I am writing a Python Library in C++ using the python C Api. There I have about 25 functions, that all accept two strings. Since Python might save strings in utf8/16/32 (the moment on char requires a bigger size the whole string will use the bigger size). When checking which kind the string is you get a enum value between 0 and 4. 0/4 should be handled as utf32, 1 as utf8 and 2 as utf16. So I currently have a nested switch for each combination:

The following example shows how the elements are handled in my code. random_func is different for each of my functions and is a template, that accepts a string_view of any type.
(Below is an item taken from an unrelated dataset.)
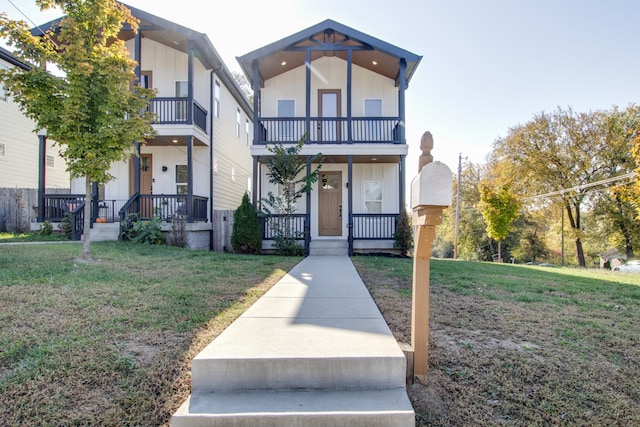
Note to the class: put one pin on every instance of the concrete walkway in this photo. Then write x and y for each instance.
(314, 350)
This way to write the code results in about 100 lines of boilerplate for each function that accepts two strings.

Is there a way to handle all these cases without this immense code duplication and without sacrificing performance?

double result = 0;
Py_ssize_t len_s1 = PyUnicode_GET_LENGTH(py_s1);
void* s1 = PyUnicode_DATA(py_s1);

Py_ssize_t len_s2 = PyUnicode_GET_LENGTH(py_s2);
void* s2 = PyUnicode_DATA(py_s2);

int s1_kind = PyUnicode_KIND(py_s1);
int s2_kind = PyUnicode_KIND(py_s2);

switch (s1_kind) {
case PyUnicode_1BYTE_KIND:
    switch (s2_kind) {
    case PyUnicode_1BYTE_KIND:
        result = random_func(
            basic_string_view<char>(static_cast<char*>(s1), len_s1),
            basic_string_view<char>(static_cast<char*>(s2), len_s2));
        break;
    case PyUnicode_2BYTE_KIND:
        result = random_func(
            basic_string_view<char>(static_cast<char*>(s1), len_s1),
            basic_string_view<char16_t>(static_cast<char16_t*>(s2), len_s2));
        break;
    default:
        result = random_func(
            basic_string_view<char>(static_cast<char*>(s1), len_s1),
            basic_string_view<char32_t>(static_cast<char32_t*>(s2), len_s2));
        break;
    }
    break;
case PyUnicode_2BYTE_KIND:
    switch (s2_kind) {
    case PyUnicode_1BYTE_KIND:
        result = random_func(
            basic_string_view<char16_t>(static_cast<char16_t*>(s1), len_s1),
            basic_string_view<char>(static_cast<char*>(s2), len_s2));
        break;
    case PyUnicode_2BYTE_KIND:
        result = random_func(
            basic_string_view<char16_t>(static_cast<char16_t*>(s1), len_s1),
            basic_string_view<char16_t>(static_cast<char16_t*>(s2), len_s2));
        break;
    default:
        result = random_func(
            basic_string_view<char16_t>(static_cast<char16_t*>(s1), len_s1),
            basic_string_view<char32_t>(static_cast<char32_t*>(s2), len_s2));
        break;
    }
    break;
default:
    switch (s2_kind) {
    case PyUnicode_1BYTE_KIND:
        result = random_func(
            basic_string_view<char32_t>(static_cast<char32_t*>(s1), len_s1),
            basic_string_view<char>(static_cast<char*>(s2), len_s2));
        break;
    case PyUnicode_2BYTE_KIND:
        result = random_func(
            basic_string_view<char32_t>(static_cast<char32_t*>(s1), len_s1),
            basic_string_view<char16_t>(static_cast<char16_t*>(s2), len_s2));
        break;
    default:
        result = random_func(
            basic_string_view<char32_t>(static_cast<char32_t*>(s1), len_s1),
            basic_string_view<char32_t>(static_cast<char32_t*>(s2), len_s2));
        break;
    }
    break;
}

Solution

  • Put the complexity away in a function using variants

    using python_string_view = std::variant<std::basic_string_view<char>,
        std::basic_string_view<char16_t>,
        std::basic_string_view<char32_t>;
    
    python_string_view decode_python_string(python_string py_str)
    {
        Py_ssize_t len_s = PyUnicode_GET_LENGTH(py_str);
        void* s = PyUnicode_DATA(py_str);
        int s_kind = PyUnicode_KIND(py_str);
    
        switch (s_kind) {
            //return correct string_view here
        }
    }
    
    int main()
    {
        python_string s1 = ..., s2 = ...;
        auto v1 = decode_python_string(s1);
        auto v2 = decode_python_string(s2);
        std::visit([](auto&& val1, auto&& val2) {
            random_func(val1, val2);
        }, v1, v2);
    }
    

    I'm unsure about the performance though.